Unsolicited Marketing: The consent obtained above is the basis for sending direct marketing communications to end-users. Direct marketing messages must indicate the marketing nature of the communications and indicate the entity on whose behalf the message is sent.
What Could This Mean for Online Advertising?
While the scope of the ePrivacy Regulation is broader than the current directive, it does seek to bring some much-needed consistency to the privacy landscape and help make better sense of certain elements of the GDPR. However, new restrictions around cookies, targeting, and unsolicited marketing messages could be of concern to the online advertising industry. According to two independentassessments from German industry organizations, the ePrivacy Regulation could result in online advertising sales losses of 30% or more, largely due to the loss of targeting capabilities.
Of course, it’s hard at this juncture to know what the real financial impact of the regulation would be. There’s a good chance that ad budgets would remain consistent and simply shift to outlets where targeting on an opt-in basis is still robust. This could favor the largest of the U.S. online platforms. After all, given the size and scope of these properties, the likelihood of users opting into their requests to proceed with certain data collection and usage is far more likely than users opting into requests from properties that they visit more sporadically.
OK, So What’s the Status?
The European Commission must still determine its final revisions to the currently proposed ePrivacy Regulation.
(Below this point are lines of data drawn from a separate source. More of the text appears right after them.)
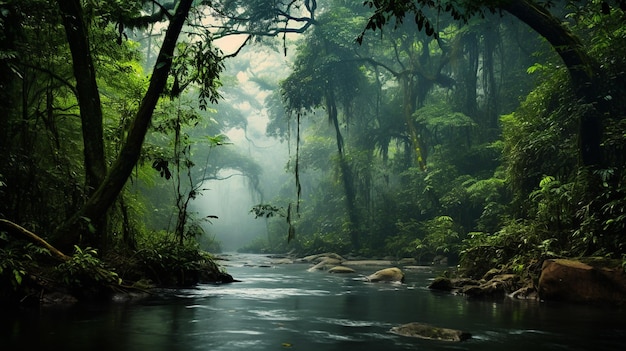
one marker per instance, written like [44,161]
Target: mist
[232,196]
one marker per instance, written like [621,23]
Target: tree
[585,73]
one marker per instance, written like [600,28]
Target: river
[284,307]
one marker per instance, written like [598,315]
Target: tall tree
[584,72]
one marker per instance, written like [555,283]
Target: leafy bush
[85,269]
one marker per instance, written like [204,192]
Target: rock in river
[391,275]
[425,331]
[341,269]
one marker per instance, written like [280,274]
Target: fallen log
[16,229]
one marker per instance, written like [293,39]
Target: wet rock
[426,331]
[320,257]
[452,284]
[341,270]
[325,264]
[574,281]
[367,263]
[441,283]
[498,286]
[440,260]
[391,275]
[282,261]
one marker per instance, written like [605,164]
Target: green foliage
[12,268]
[169,263]
[84,269]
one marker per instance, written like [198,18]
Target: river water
[284,307]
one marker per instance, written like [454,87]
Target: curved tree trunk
[581,67]
[110,187]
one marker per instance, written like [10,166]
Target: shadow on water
[286,307]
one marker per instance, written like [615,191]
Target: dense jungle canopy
[489,132]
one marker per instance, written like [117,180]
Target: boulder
[574,281]
[341,269]
[324,264]
[321,257]
[367,263]
[425,331]
[442,283]
[392,275]
[498,286]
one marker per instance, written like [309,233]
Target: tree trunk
[581,68]
[108,190]
[87,89]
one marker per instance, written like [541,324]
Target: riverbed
[285,307]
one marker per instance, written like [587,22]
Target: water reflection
[286,307]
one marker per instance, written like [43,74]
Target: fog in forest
[232,197]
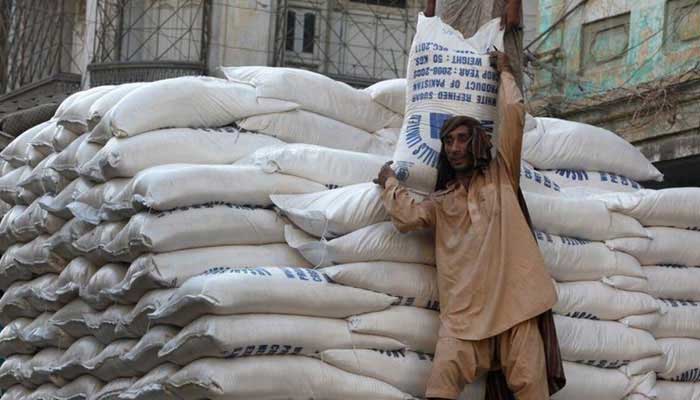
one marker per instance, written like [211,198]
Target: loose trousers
[519,352]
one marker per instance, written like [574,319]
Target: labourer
[495,294]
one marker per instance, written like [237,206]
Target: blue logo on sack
[437,120]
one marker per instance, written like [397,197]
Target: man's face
[456,144]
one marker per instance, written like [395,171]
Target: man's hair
[480,148]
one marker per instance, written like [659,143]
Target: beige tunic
[491,275]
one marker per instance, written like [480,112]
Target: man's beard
[464,168]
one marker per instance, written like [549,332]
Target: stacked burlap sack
[142,196]
[669,261]
[567,168]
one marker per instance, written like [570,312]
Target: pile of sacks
[143,258]
[600,288]
[669,260]
[219,238]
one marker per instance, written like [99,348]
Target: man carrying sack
[495,294]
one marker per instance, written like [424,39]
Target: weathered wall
[630,66]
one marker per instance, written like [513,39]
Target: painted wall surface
[608,44]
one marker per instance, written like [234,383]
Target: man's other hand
[500,61]
[429,8]
[510,20]
[385,173]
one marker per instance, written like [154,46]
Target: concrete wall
[241,33]
[607,44]
[624,65]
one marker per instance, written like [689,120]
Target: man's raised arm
[511,117]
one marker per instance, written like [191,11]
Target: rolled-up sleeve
[407,213]
[511,121]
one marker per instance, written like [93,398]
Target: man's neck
[465,176]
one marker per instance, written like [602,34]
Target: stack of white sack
[327,112]
[600,290]
[117,215]
[36,236]
[346,233]
[340,337]
[669,261]
[585,159]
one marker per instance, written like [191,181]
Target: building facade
[633,67]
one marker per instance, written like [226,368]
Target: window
[386,3]
[605,42]
[682,23]
[309,33]
[301,31]
[291,22]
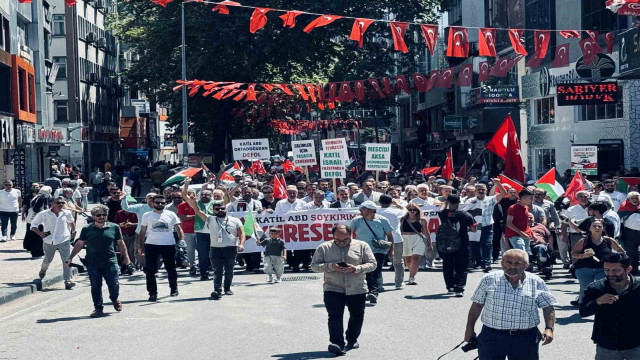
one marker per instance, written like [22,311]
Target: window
[61,111]
[62,66]
[58,25]
[546,160]
[602,112]
[545,112]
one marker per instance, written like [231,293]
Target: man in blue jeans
[227,239]
[101,239]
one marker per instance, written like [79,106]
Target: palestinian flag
[549,183]
[624,183]
[179,177]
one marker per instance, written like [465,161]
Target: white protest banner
[250,149]
[304,152]
[332,165]
[339,144]
[305,230]
[584,159]
[378,157]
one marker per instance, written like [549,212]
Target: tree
[220,48]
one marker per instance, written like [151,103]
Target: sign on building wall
[584,158]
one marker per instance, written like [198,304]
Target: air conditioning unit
[93,78]
[91,37]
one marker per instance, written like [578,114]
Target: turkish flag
[358,29]
[576,184]
[258,19]
[516,37]
[358,87]
[320,21]
[447,169]
[458,45]
[569,34]
[223,9]
[401,84]
[346,95]
[398,29]
[465,75]
[541,40]
[501,67]
[483,71]
[419,81]
[608,39]
[376,86]
[445,80]
[333,90]
[487,42]
[433,79]
[289,18]
[562,56]
[589,48]
[430,34]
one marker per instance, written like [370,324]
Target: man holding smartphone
[344,263]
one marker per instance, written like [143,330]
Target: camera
[471,345]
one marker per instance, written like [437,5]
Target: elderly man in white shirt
[57,230]
[291,203]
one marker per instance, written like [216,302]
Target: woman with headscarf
[33,242]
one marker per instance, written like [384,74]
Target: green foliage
[220,48]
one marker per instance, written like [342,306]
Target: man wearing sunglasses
[101,238]
[155,240]
[57,229]
[227,239]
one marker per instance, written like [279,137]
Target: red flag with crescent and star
[398,29]
[358,29]
[430,34]
[458,45]
[487,42]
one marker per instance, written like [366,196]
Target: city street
[261,321]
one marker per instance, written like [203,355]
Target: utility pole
[185,126]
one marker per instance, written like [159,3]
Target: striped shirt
[506,308]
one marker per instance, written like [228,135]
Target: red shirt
[123,216]
[520,220]
[187,225]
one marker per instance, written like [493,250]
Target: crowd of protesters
[481,219]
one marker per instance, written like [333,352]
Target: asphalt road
[283,321]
Given the extensive process required by the EU before the regulation would go live, it is unknown whether the ePrivacy Regulation will come into effect within the coming year.
But make no mistake: It is coming. And like the GDPR before it, it will bring a wave of new restrictions with it that will be felt by marketers across the globe. Lest marketers be caught flat-footed, now is the time to understand the potential implications of this new regulation, and what it means for your advertising efforts.